Bienvenue sur mon blog ! Ici, je partage mes réflexions et homélies, ainsi que mes avis sur les livres qui m’inspirent et qui passent entre mes mains. Vous y découvrirez des analyses sur des textes spirituels, philosophiques ou littéraires, avec des perspectives personnelles et des recommandations de lecture. N’hésitez pas à explorer et à commenter. Bonne lecture !
14 Février 2025
Le Devoir de Violence, écrit par Yambo Ouloguem, est le livre qui inspire l'intrigue du roman La Plus Secrète Mémoire des Hommes de Mohamed Mbougar Sarr, qui a remporté le prix Goncourt. J'ai lu ce dernier en 2021 lors de sa parution, et il m'a fallu quatre ans pour acheter et lire Le Devoir de Violence.
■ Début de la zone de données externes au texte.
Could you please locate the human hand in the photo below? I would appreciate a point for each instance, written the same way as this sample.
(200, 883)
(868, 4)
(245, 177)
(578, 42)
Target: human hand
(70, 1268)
Publié en 1968, ce livre a remporté le prix Renaudot, faisant de Yambo Ouloguem le premier auteur africain noir à recevoir cette distinction. L'écrivain a même été qualifié de "Rimbaud noir". Cependant, après un succès initial fulgurant, le roman a suscité des critiques acerbes, notamment des accusations de plagiat, notamment envers l'écrivain Guy de Maupassant. Ces attaques ont profondément affecté Ouloguem, qui s'est retiré au Mali, vivant dans une grande solitude jusqu'à sa mort en 2017.
Le roman a retrouvé de l'intérêt depuis sa réédition en 2003, et notamment grâce à sa mise en valeur par Mohamed Mbougar Sarr dans La Plus Secrète Mémoire des Hommes en 2021.
Le Devoir de Violence raconte l’histoire d’un royaume africain, le Nakem, et de la dynastie des Saïfs. Il décrit des exactions, la servitude et les guerres tribales avant l’esclavage, mais aussi l’esclavage arabe et occidental, ainsi que la période coloniale. Le roman suit également les deux guerres mondiales.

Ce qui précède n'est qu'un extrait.